While all these approaches have virtues based on practical needs, they also all leave much to be desired. In particular, as libraries grow bigger, search times (costs) also grow; and pattern recognition techniques, for all their sophistication, have rarely been able to match the accuracy of simple library-search algorithms in the area of structure elucidation. Classification to the level of a particular chemical structure will probably continue to be best performed by a library search, provided that the particular structure is in the library.

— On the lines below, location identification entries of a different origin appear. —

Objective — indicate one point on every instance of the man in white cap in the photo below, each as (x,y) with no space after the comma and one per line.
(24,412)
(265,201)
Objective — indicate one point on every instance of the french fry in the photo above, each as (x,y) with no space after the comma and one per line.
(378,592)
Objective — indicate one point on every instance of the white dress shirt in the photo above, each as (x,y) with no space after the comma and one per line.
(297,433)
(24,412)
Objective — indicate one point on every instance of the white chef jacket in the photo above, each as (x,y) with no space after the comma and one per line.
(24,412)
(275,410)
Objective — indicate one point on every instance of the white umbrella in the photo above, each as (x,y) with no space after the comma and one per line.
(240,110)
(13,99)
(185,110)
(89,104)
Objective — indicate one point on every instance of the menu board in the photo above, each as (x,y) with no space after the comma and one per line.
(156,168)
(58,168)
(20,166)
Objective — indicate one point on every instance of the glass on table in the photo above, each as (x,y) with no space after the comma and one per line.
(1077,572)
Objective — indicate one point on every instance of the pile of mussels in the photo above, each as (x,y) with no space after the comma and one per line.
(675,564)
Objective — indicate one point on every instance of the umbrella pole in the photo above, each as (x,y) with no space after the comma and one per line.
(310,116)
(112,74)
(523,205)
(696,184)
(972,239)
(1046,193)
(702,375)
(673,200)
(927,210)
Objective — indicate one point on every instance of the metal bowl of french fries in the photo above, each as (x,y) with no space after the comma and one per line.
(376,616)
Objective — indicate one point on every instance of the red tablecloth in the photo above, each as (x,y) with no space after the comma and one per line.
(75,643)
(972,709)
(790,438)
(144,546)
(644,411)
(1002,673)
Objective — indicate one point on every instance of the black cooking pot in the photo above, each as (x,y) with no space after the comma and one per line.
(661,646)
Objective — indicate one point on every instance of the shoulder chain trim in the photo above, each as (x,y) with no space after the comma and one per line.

The role that is envisioned for pattern recognition techniques in structure elucidation by mass spectrometry is twofold. First, pattern recognition may be used as a supplement to library search to signal a possible error in the final match. For example, if pattern classification algorithms indicate a lack of nitrogen in the compound with high confidence, and the library search matches with a nitrogen-containing compound, then the results must be viewed with caution. Secondly, pattern recognition techniques can aid identification of an unknown when it is not in the library by indicating the probability of the presence or absence of a certain chemical structure or substructure. This information can guide classical approaches based on experience or can be used as a constraint for a computer program which generates alternative structures .
The form of the results of such a pattern recognition algorithm, which uses a mass spectrum as input data, is a list of potential characteristics of the apposite functional groups (e.g. "nitrogen present", "aromatic rings present", etc.) along with a measure of the probability that the given characteristic applies to the unknown chemical. The probability that a characteristic is present can be stated both in relative and absolute terms; i.e. one can indicate the probability that the characteristic is present, either by including consideration of the frequency with which the characteristic occurs among representative chemicals or by ignoring such a consideration. In addition to an alphabetical list of characteristics, the characteristics should be listed with the most probable characteristics first and the least probable last. The ranked or ordered list gives a quick view of the most likely and least likely characteristics of the unknown.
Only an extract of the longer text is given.